* Ports’ iron ore inventory at 137.1 mln T vs 143.57 mln T in 2017 - SteelHome
* Mills’ imported ore stocks lowest since Nov. 2017 - Mysteel
* Utilisation rates at mills at 65.75 pct last week - Mysteel
BEIJING, Dec 17 (Reuters) - China’s Dalian iron ore futures rose to a nearly four-week peak on Monday, buoyed by tight supply amid low inventory at ports and expectations of restocking demand at steel mills ahead of the holiday season.
Benchmark iron ore contract on the Dalian Commodity Exchange rose to as high as 492 yuan ($71.30) a tonne when market opened, a level last seen on Nov. 22. It was up 1.5 percent to 488 yuan a tonne as of 0203 GMT.
Stocks of the steelmaking ingredient at China’s major ports added 900,000 tonnes last week to 137.1 tonnes as of Dec.17, SteelHome data showed, but it is still much lower than 143.57 million tonnes in the same period last year.
“With falling shipments from miners... fundamentals of iron ore have improved a lot... Iron ore prices are expected to rise alongside the rebound of steel prices,” said analysts from Huatai Futures in a note, adding, steel mills would soon start their restocking process ahead of the Chinese New Year.
China will celebrate its week-long national festival in early February 2019.

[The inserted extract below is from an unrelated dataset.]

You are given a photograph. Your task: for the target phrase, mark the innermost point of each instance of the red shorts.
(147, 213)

Imported iron ore inventory at 64 sampling steel mills across China last week dipped to its lowest level since early November 2017, according to data tracked by Mysteel consultancy.
However, analysts also warn that the strengthening environmental measures might rein in iron ore demand in the near term.
Major steelmaking city of Tangshan and Xuzhou have asked steel mills to curtail more output in the remaining time in December as city officials are concerned they may not meet their pollution reduction targets for the year.
Steel mills in Tangshan were ordered to step up average production curbs to 40 percent from 30 percent, while Xuzhou plans to shut down all its mills.
Weekly utilisation rates at steel mills across China continued to dip last week from prior week, down 0.13 percentage points to 65.75 percent, with the rate in Tangshan city to its lowest level in four months at 58.1 percent, Mysteel data showed.
The most-active construction steel rebar futures on the Shanghai Futures Exchange lost 0.1 percent after rose as much 1.3 percent in the early trading session.
Prices of other steelmaking raw materials also mostly went up amid tightening environmental policies.
Dalian coke futures rose 0.7 percent to 2,033.5 yuan a tonne, while coking coal prices edged 0.2 percent lower to 1,247 yuan.